Не заговорить же он не мог, поскольку без этого теряли смысл любые разговоры, и лучше бы тогда ему сидеть дома. То был главный нерв, воспаленный и дергающий болью даже спустя время.
- Понимаешь, - произносит он тихо, пытаясь сдержать катящуюся изнутри волну этой боли, - понимаешь, я много об этом думал, я вот думаю, думаю и не могу понять…
- Чего ты не можешь понять?
- Ведь было все хорошо, правда ведь, было хорошо? Тогда почему же…
- Что, что почему же?
- Почему же тогда ты… - Очень легко было мысленно, когда сотни раз задавал этот вопрос, произносить послушные фразы, но теперь язык отяжелел, затверженный текст растекается капельками ртути, не желая собираться воедино; теперь, когда она ждет с мучительной усталостью в глазах, понимая, какой последует вопрос, измученная им еще в то, реальное время, теперь он не может продолжать, он запинается, передыхая, но сама условность, сама зыбкость этой новой встречи, вдруг им осознанная и возвращающая его к действительности, помогает ему преодолеть себя и докончить: - Почему тогда ты с тем… как уж его… ты понимаешь, о ком я говорю, почему ты с ним?.. вот! Почему?
- Да Господи, - взрывается она сорванным криком, - да ты и тогда голову потерял, и сейчас без головы все еще. Что ты придумал! Ты же знаешь, человеку надо было помочь, меня попросили, ты просто ревнивый маньяк. Я с ним виделась ровно два раза. Ты понимаешь? Я имени его толком не знаю. Я давным-давно забыла о его существовании, и вдруг являешься ты – и снова-здорово! Ты все разрушил – из-за чего? Из-за химеры. Убрался в свою холостяцкую берлогу – хорошо тебе там?

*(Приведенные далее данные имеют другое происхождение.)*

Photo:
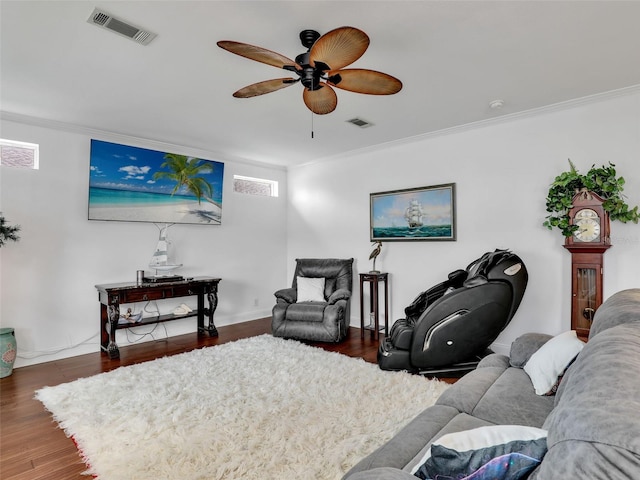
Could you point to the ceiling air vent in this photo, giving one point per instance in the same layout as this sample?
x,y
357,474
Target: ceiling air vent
x,y
104,20
358,122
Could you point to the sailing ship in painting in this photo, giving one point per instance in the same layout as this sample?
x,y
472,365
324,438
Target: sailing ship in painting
x,y
416,216
413,214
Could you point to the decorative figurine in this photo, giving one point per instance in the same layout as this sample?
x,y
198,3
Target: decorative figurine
x,y
374,255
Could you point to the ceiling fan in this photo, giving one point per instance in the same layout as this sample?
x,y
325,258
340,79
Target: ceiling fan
x,y
319,69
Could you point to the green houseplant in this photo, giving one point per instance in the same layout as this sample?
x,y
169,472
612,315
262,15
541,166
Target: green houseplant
x,y
8,232
600,180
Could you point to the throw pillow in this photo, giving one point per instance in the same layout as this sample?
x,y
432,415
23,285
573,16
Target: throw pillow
x,y
507,452
526,345
310,289
551,360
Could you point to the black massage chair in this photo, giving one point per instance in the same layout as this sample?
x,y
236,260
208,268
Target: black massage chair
x,y
449,327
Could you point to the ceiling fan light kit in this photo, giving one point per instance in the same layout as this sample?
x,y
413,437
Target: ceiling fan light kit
x,y
319,69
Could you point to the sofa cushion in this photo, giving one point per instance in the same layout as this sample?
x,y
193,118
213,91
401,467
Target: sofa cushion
x,y
551,360
306,312
405,445
622,307
465,394
511,400
310,289
594,431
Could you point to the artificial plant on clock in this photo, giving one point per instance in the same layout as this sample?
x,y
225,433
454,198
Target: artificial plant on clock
x,y
581,207
600,180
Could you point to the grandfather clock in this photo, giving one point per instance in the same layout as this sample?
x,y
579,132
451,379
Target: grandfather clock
x,y
587,246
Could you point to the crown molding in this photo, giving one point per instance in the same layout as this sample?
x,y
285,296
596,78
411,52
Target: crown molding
x,y
129,139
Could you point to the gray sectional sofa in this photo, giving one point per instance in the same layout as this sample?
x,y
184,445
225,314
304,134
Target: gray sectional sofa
x,y
592,423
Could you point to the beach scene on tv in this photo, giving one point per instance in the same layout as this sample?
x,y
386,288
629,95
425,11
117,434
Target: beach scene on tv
x,y
425,214
140,185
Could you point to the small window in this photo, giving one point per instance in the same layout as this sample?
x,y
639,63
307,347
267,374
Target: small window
x,y
255,186
18,154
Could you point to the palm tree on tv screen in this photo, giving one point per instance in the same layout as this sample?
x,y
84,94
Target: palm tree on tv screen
x,y
186,171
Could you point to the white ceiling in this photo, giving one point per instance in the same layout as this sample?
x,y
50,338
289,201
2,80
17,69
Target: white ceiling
x,y
453,57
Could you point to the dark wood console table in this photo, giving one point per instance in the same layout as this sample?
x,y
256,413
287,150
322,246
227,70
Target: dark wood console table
x,y
113,294
374,278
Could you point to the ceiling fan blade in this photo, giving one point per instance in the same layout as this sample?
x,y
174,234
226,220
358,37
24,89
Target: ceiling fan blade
x,y
339,48
258,54
360,80
322,100
267,86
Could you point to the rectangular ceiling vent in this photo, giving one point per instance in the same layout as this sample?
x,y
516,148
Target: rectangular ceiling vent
x,y
104,20
358,122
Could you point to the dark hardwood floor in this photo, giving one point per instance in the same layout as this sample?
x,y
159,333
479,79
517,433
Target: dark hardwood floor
x,y
32,447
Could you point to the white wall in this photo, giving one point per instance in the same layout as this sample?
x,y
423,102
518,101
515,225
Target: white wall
x,y
47,279
502,172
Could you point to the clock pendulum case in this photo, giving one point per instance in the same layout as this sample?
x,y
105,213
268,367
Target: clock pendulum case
x,y
587,246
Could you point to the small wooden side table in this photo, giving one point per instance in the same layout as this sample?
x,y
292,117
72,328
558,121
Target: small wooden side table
x,y
374,279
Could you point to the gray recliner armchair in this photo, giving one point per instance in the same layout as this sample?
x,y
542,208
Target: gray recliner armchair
x,y
317,305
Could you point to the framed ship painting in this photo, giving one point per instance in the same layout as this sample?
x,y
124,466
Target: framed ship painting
x,y
425,213
132,184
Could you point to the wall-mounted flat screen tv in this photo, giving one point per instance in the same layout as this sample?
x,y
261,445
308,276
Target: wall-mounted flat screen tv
x,y
132,184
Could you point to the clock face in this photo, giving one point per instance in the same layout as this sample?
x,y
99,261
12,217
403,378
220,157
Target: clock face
x,y
588,224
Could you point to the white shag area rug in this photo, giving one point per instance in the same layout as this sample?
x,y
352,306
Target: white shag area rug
x,y
258,408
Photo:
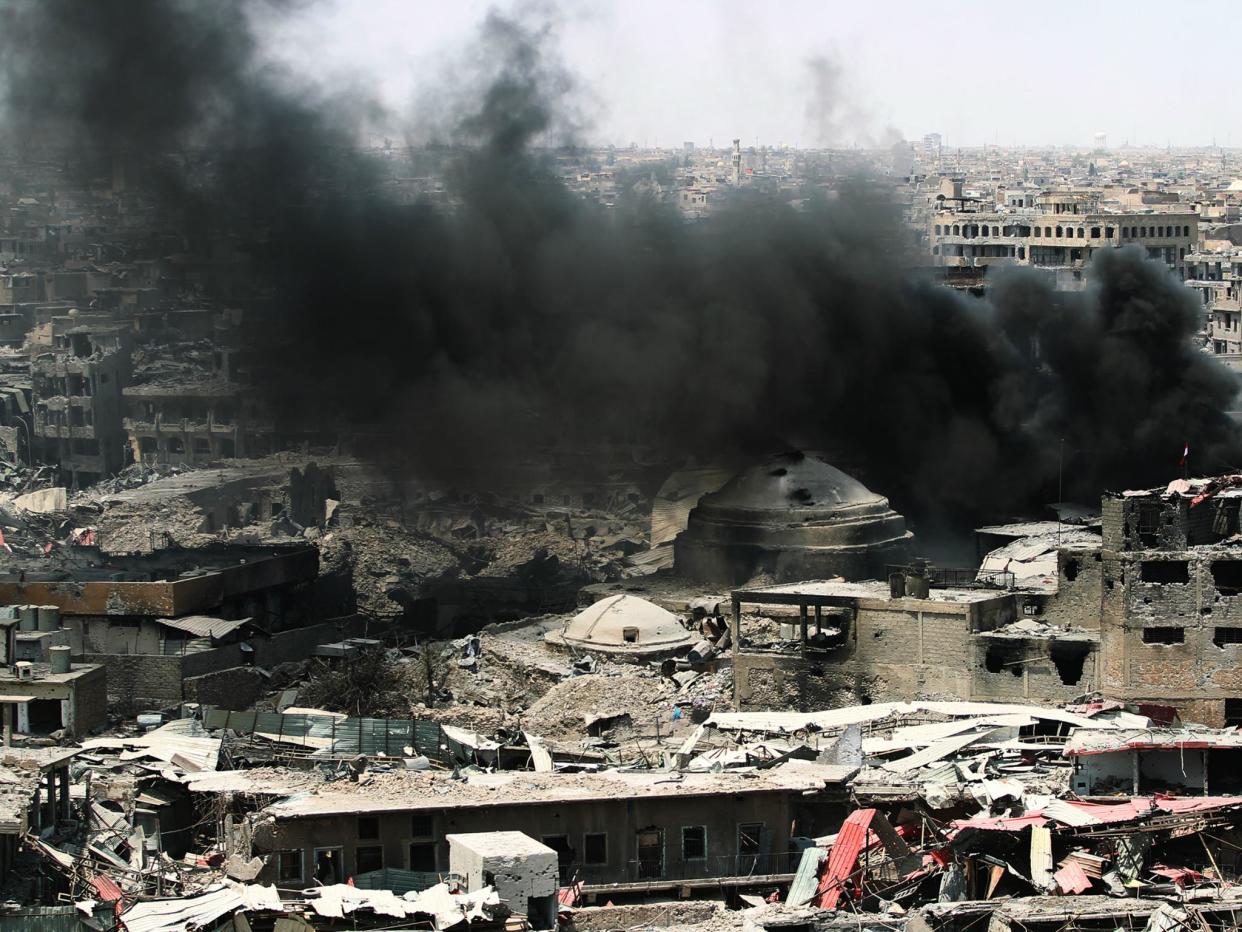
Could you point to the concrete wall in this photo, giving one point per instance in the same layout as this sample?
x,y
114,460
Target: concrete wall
x,y
236,689
139,681
143,681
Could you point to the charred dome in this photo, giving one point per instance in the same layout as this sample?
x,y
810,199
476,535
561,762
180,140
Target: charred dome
x,y
793,516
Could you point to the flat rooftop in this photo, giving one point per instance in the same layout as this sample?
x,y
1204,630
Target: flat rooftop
x,y
82,564
409,790
873,589
44,675
499,844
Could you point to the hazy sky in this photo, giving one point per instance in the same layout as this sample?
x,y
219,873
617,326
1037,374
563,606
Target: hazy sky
x,y
660,72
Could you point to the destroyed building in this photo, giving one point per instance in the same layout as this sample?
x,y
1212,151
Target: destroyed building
x,y
142,619
607,828
793,516
77,400
1169,584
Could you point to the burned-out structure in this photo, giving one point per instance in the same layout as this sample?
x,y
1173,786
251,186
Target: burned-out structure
x,y
1170,582
167,626
77,399
793,516
824,644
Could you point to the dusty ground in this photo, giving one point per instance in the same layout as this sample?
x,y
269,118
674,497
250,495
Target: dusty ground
x,y
521,682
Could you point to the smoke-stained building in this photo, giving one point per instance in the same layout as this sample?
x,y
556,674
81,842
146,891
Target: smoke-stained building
x,y
791,516
1061,231
77,397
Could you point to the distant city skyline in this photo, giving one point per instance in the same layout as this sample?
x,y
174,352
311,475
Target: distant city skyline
x,y
812,75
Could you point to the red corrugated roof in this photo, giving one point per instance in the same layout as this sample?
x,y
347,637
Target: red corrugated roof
x,y
843,856
1072,879
106,887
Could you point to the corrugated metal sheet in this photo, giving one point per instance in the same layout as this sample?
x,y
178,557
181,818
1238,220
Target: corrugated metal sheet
x,y
203,625
401,881
183,738
339,737
178,915
54,918
801,891
843,856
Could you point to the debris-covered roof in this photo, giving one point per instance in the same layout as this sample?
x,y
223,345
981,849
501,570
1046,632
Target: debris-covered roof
x,y
406,790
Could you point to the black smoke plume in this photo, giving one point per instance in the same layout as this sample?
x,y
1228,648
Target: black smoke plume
x,y
471,332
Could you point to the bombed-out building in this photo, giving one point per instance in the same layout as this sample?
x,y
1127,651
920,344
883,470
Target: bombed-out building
x,y
1169,582
1148,610
77,398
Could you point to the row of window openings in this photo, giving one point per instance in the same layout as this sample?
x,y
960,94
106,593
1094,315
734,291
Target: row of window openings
x,y
328,861
1128,232
75,385
1226,574
1221,636
149,446
75,416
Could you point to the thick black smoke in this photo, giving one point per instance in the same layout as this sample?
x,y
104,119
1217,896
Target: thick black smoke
x,y
518,316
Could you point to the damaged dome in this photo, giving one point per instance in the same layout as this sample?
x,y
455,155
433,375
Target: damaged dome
x,y
791,516
624,625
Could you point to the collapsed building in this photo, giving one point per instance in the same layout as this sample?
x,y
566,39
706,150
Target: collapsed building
x,y
1142,612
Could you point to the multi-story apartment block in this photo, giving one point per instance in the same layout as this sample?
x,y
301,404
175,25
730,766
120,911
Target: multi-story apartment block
x,y
1061,231
195,421
77,383
1217,277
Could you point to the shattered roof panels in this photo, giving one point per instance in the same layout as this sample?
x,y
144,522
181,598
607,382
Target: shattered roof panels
x,y
406,790
791,593
784,722
1093,741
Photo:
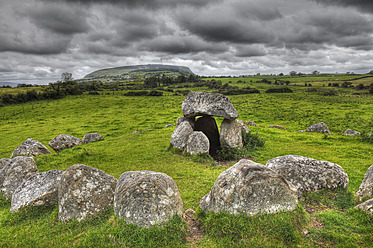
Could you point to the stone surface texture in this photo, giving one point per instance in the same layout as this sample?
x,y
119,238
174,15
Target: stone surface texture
x,y
309,174
30,147
20,169
366,187
92,137
350,132
38,190
250,188
319,127
180,135
231,134
84,191
213,104
63,141
198,143
146,198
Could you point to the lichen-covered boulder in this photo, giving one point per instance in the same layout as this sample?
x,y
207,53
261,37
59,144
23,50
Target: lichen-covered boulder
x,y
38,190
198,143
180,135
19,170
366,187
250,188
84,191
92,137
30,147
318,127
146,198
309,174
350,132
231,134
213,104
367,206
63,141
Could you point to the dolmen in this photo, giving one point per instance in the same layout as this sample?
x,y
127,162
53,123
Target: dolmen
x,y
201,135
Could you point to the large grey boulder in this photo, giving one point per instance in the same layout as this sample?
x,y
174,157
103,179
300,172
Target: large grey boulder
x,y
30,147
318,127
350,132
366,206
180,135
146,198
198,143
84,191
213,104
309,174
231,134
38,190
63,141
20,169
250,188
366,187
92,137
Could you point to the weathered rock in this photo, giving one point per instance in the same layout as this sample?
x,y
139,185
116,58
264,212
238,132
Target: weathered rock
x,y
146,198
20,169
350,132
30,147
366,187
208,126
63,141
84,191
38,190
180,135
319,127
198,143
213,104
92,137
231,134
250,188
366,206
309,174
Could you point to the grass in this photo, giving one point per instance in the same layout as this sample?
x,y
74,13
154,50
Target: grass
x,y
115,117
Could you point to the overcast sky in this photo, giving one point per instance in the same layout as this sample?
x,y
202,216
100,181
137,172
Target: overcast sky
x,y
40,39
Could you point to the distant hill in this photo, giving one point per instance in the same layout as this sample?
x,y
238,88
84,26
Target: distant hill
x,y
144,71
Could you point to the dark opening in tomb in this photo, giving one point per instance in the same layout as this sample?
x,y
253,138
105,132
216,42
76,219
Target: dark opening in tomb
x,y
208,126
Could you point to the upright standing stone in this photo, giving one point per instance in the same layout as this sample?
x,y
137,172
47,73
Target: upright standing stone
x,y
250,188
21,168
231,134
84,191
208,126
146,198
213,104
30,147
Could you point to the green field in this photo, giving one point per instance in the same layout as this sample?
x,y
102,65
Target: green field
x,y
333,223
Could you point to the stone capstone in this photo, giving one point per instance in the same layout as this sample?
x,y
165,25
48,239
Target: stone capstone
x,y
180,135
146,198
366,206
19,170
92,137
250,188
30,147
84,191
213,104
231,134
366,187
350,132
38,190
63,141
309,174
198,143
319,127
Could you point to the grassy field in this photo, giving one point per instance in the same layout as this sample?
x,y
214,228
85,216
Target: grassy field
x,y
324,219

Он видит ее горящее лицо, горящие глаза, слышит ее горячее дыхание: она пышет жаром от негодования, от его идиотской зацикленности на вздоре, на несусветной глупости; он чувствует себя дурак дураком, и его охватывает с ног до головы теплый озноб, как если бы стоял под кипятковым душем, который почему-то всегда колет холодом, и грудь его распирает радость, - пока этот холодный жар (или жаркий холод) не испаряется, оставляя взамен себя обыкновенный холод пустоты.
Он видит ее спокойное лицо: плавный покат скул к щекам, умеренно розовым, малиновые губы – ее цвет, - над правым ухом отбившийся завиток волос. Он слышит ее ровный голос, объясняющий ему, словно несмышленому, то, над чем он безуспешно долгие месяцы ломал голову:
- Почему? Но ведь надо знать тебя и надо знать его. Вечная проблема выбора. А ты бы хотел, чтоб всегда – ты? Что я могу тебе сказать? Любое объяснение тебя ранит. Ну хорошо. Он больше меня устраивал как мужчина. Извини за грубость.
Встать и уйти. И всё. Стоп. Но вот же ее голос:
- Ты все придумал. Очнись. Целый год… Ты что-нибудь вообще соображаешь? Ты за-чем пришел? Снова довыяснять?..
Ее крик:
- Мало было тех допросов? Я думала, ты все изжил, когда тебя увидела в дверях, а ты опять…
- Вот тебе ответ: он нуждался в помощи, и я его полюбила. Говорю как на духу: полю-била. А ты думал, я просто завела любовника?
- Не бы-ло ни-че-го! Всё! Ты меня слышишь? Поверишь ты когда-нибудь, наконец!
Какие у нее усталые глаза. Подняться наконец с кресла. Приблизиться и склониться. Никуда, только к руке. Всё сызнова. Дождаться третьего номера. Плюхнуться к окну. Пройти двором и без лифта подняться на второй этаж Нажать измызганную кнопку звон-ка, им самим смененного незадолго перед бегством. Увидеть ее лицо. Склониться к руке, забыв о том, что у нее кто-то есть.